We sit on a low stone bench and watch the dogs walk by, their owners caught tautly at the ends of leashes. Look up. The massive and purple evening, already hinting at the tearful stars. Look down. Along the rind of the world, the pines are growing in, gloved in dark green. I’m resigned to this situation; in fact, after nine months in the belly of the beast, I think I was born resigned. I blinked away the blood and came to terms with what I saw. The full moon is a maw. My emotions paw at the ground.
I vacillate. I travel between extremes. I think, feverishly, of the grand speech that could save us, and then, fed up, I abandon my plans. I’m tired, and we haven’t even started yet.
A quavering voice rises out from the crevice of my mind, in that place where I descended years ago, gloved and hatted, curled around a ratty rope, determined to consign my heart to the protective chill of the caves. An injury can live in the abyss forever, I thought, and while it would not heal, it would not continue to decay. That was, believe it or not, a gesture of hope. On the return journey, my ribcage ten ounces lighter, I stopped to etch our names on a bank of ice with a scout’s knife, below a sky so totally unblemished it could have been cut out of cornflower-blue construction paper. I sat underneath it and wished for better days. Some colors have a childlike glow to them—the playful insistence of red, the bashful innocence of blue. Know what I mean?
Flash-forward twenty years. Sitting on the couch with my feet up, drinking ice water from a PET bottle, a band-aid on my ankle. An ache in my head like a worm in the soil. I pluck it out and let it lie in my palm. An amulet of my segmented flesh. Do you remember the flavor of our mother’s voice as she spoke on the phone behind the locked door? Conversation that tasted of cigarette ash. The rain is like a car wash. I down a bright orange drink. Do you remember how our father, with the fanaticism of a cultist, would log the nutritional values of our meals in a spreadsheet? I wash my hands over and over. Then I cup my hands to rinse my mouth. My eyes in the mirror are red as carnations. Two blooms on a long windowsill of a face. Today, the pills they buried in the soil bear sour fruit.
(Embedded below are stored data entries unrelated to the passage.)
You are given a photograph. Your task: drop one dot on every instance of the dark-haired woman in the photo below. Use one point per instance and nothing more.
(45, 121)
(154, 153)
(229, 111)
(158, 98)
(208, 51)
Something crawls out of the crevice, blood-soaked. I had thought that by growing up we had managed to escape the worst. But now I realize that I relaxed my guard too soon. I ran a victory lap on the one track in my mind, ignoring the thousand sores on my tongue. I left you at the starting line. I turned around too late. Now, I watch you travel the same path I traveled, and I endure my punishment poorly.
I never saw them do anything together. Even when they were together, they were separate. Know what I mean? The only time I saw the power of their togetherness was in their final act as a couple, and it was almost a work of art. The kind of destruction they enacted took a team effort.
Break away, I beg, though I know this message, written in the stars, is lightyears away from getting to you. Wherever you left your own heart, take it back. A feeling is not forever. A feeling is not forever. A feeling is not forever.